Like all socialist dictatorships, Cuba’s Castro regime has an excuse for each and every one of its myriad failures that never involves them. But the mass exodus of Cubans expose the dictatorship’s lies.
Breaking through the Castro regime’s false narratives: One of every six Cubans has left the island under Castroism
The Castro regime claims that the source of all its failures are U.S. sanctions, but the failures are due to communist central planning that the Castro regime imposed on Cuba in 1959 reveals Ambassador Otto J. Reich in his December 27, 2022 letter to the editor published in The New York Times. Tens of thousands of Cubans have drowned or disappeared in the Florida Straits, trying to reach the freedom of the US. Fidel Castro did not begin blaming Washington for the problems he had created until 1991 when the Soviet Union imploded. This was the year that Havana began campaigning to condemn the U.S. embargo at the United Nations General Assembly.

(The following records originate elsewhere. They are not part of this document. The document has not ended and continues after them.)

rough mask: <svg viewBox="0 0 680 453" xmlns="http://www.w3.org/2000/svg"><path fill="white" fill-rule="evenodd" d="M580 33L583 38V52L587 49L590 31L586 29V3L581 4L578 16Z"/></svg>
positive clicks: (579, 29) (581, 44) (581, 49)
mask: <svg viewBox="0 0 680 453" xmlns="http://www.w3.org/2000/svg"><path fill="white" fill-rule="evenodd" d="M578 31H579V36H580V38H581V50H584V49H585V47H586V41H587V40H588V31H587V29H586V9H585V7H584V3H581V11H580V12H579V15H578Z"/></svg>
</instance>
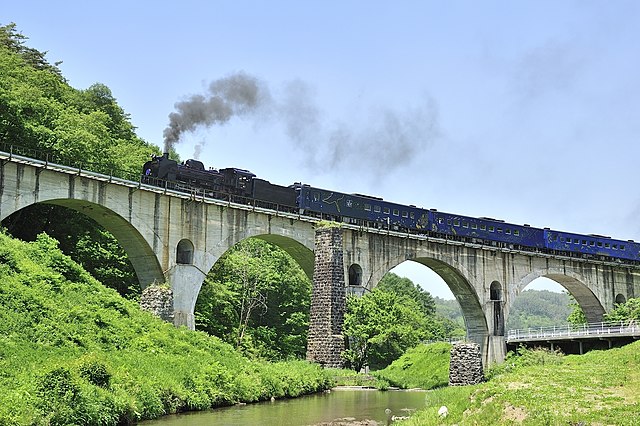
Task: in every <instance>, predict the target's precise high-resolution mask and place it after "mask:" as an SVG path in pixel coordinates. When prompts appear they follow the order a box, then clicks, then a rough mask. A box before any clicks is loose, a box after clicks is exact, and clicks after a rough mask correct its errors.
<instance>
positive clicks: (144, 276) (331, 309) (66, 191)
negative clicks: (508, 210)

On the same day as Ambassador Reich’s letter, The Washington Times published Orlando Gutierrez-Boronat’s OpEd “Refusing to recognize Cubans as ‘refugees’ denies the realities and brutalities of the Castro regime” in which he summarized the brutal nature of the dictatorship in Cuba.
“From the onset, the Castro regime aimed to crush its enemies and considered passive dissent or nonconformity a threat to its power. These threats were dealt with by attacking and harassing suspected dissenters with government organized mobs while imprisoning others in concentration camps, and even engaging in ruthless massacres and firing squad executions of innocent civilians who were denied due process. Many of those who escaped violence still faced the confiscation of property and endured political and religious persecution. Others who tried to leave or corresponded with relatives who escaped were marginalized as “class enemies.” Targeted groups included seminarians, clergy, dissident artists, hippies and homosexuals.”
The Human Rights Foundation’s Álvaro Piaggio and Luciana Talamas on December 21, 2022 in their publication “Champion of Democracy: Combatting Authoritarianism in Latin America” highlighted that “the Cuban and Nicaraguan regimes have engaged in some of the most ruthless repression campaigns in recent history. Venezuela, the other fully-fledged dictatorship in the region, has doubled down on its efforts to whitewash its image abroad and attempt to regain international legitimacy — even as it is being investigated for crimes against humanity and forcing a seemingly endless number of people to become refugees.”